Bu sorunun diğer bir boyutu da dijital yayınları birer arşiv olarak korumanın getirdiği ekonomik yük. Basılı bir yayın hayatına son verse bile gazete ve dergi sayıları okurların evlerinde, kütüphanelerde ve dijital arşivlerde erişilebilir olmaya devam ediyor. Ancak dijital bir yayının erişilebilir olmaya devam etmesi için her yıl düzenli masraflarının karşılanması ve bakımının yapılması gerekiyor.
Bu da bizleri tamamen yeni bir sorun ile baş başa bırakıyor. Dijital yayınların hâlâ basılı olanlarla aynı seviyede ciddiye alınmaması ve bunların daha az değerli görülmesi her geçen gün büyüyen bir sorun.

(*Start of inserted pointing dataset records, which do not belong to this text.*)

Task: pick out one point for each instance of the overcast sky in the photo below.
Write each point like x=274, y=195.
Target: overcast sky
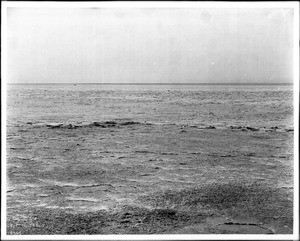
x=93, y=45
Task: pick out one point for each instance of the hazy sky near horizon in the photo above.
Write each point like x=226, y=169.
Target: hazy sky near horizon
x=161, y=45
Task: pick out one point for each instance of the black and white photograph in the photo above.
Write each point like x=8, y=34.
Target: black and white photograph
x=150, y=120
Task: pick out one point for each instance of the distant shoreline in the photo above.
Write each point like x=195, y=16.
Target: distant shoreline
x=151, y=84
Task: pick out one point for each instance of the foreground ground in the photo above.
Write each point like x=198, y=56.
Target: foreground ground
x=123, y=177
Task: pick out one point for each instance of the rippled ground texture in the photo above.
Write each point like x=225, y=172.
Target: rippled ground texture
x=149, y=159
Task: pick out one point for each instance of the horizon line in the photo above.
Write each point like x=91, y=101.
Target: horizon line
x=76, y=83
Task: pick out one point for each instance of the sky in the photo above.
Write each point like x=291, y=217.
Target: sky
x=149, y=45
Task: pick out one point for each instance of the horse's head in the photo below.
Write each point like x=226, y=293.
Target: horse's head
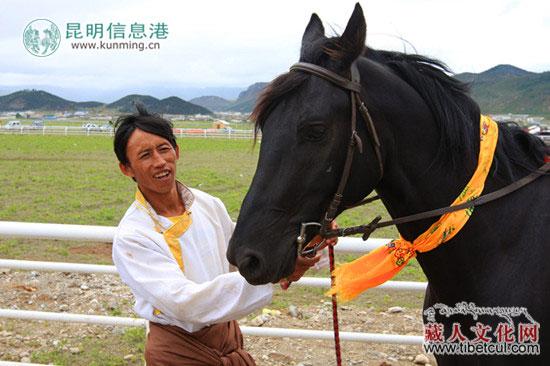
x=306, y=128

Bu konuya arşivcilik perspektifinden bir yaklaşım geliştirilmesi, kütüphanelerin dijital yayınların arşivlenmesine dair çalışmalar yapması ve gazetecilik kurumlarının bu soruna dair nasıl bir çözüm üretilebileceğine dair düşünmesi şart. Eğer hâlâ yolun başı diyebileceğimiz bu dönemlerde bir çözüm bulamazsak, zaman ilerledikçe bulduğumuz çözümleri uygulamaya geçirmek daha da zorlaşacak.